Pre-op was almost two hours of a lot of questions and a lot of waiting but luckily Jason was with me. After Dr. C, my breast surgeon, checked in with us, it was time to get the show rolling. Jason told me he loved me as I was wheeled down the hall into the OR. The last thing I remember was a swarm of masked faces surrounding me.
Dr. C performed a bilateral nipple sparing mastectomy. Around 1 pm he came into the waiting room to tell Jason he had removed the tissue in one breast and the surgery was going well. About 3 pm he had finished the other breast and removed the port on the right side of my chest.
Then Dr. M, my plastic surgeon, reconstructed my breasts by placing tissue expanders inside using a material called AlloDerm for tissue coverage and support. What’s creepy is that AlloDerm is skin derived from human cadavers. Originally it was created as grafts for burn patients and is now used for a variety of reconstruction needs like mine.
I woke up in the recovery room after almost six hours of surgery. Groggy from anesthesia and pain meds, all I remember is Jason and Dr. C telling me it went great.
After I was settled into my hospital room, the haze wore off. My chest felt incredibly tight and it hurt to move. I had a tube sticking out of both sides of my chest with a drain on each end to collect fluid. The drains are called “grenades” because of their shape. Ironic since I felt like I had been hit by a grenade. The mastectomy was not the worst pain I’ve experienced but it’s bad. I was given 1 or 2 Percocets every 4 hours along with muscle relaxants.

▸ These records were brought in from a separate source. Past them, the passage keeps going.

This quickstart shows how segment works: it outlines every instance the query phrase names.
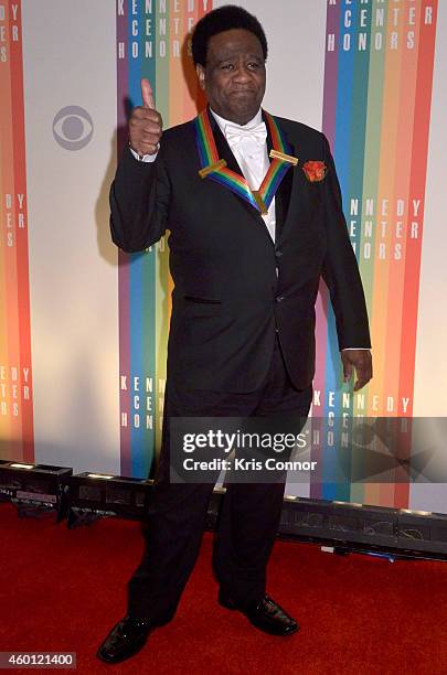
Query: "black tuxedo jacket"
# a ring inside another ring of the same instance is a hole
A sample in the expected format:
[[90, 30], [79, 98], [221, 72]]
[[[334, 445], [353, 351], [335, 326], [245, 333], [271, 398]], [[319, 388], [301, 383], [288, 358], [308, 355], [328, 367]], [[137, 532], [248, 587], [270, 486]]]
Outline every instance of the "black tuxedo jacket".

Every 4 hours the nurse came in to "milk" (also called "stripping") the tubes on each side of my chest; using her fingers she basically squeezes the fluid into the drains. Once milked, the drains are emptied and the amount recorded. When the amount is down to 30 to 25 mL in 24 hours, the tubes can be removed. The drains and what looks like almost 2 feet of tubing are pinned to my shirt- super attractive!
The best part of my hospital stay was that my mom-in-law, Lois, spent the night in the room to keep me company. She’s so sweet. Hopefully I didn’t scare her too much when I mooned her as the nurse helped me out of bed to use the bathroom. They filled me with a lot of fluid during surgery so there was a lot of mooning.
Dr. C and Dr. M came by to visit with me the next morning. My room felt like a revolving door of people checking out my boobs. Both doctors said I looked good so it was time to go home.
The nurse walked us through the list of do's and don'ts. Milk and record the drains every 4 hours. Take pain meds as needed and start on an antibiotic. No showering or getting my chest wet. No lifting my arms or lifting of anything. After being discharged, I didn't think this would be a problem. A little foreshadowing for my next installment: I was wrong.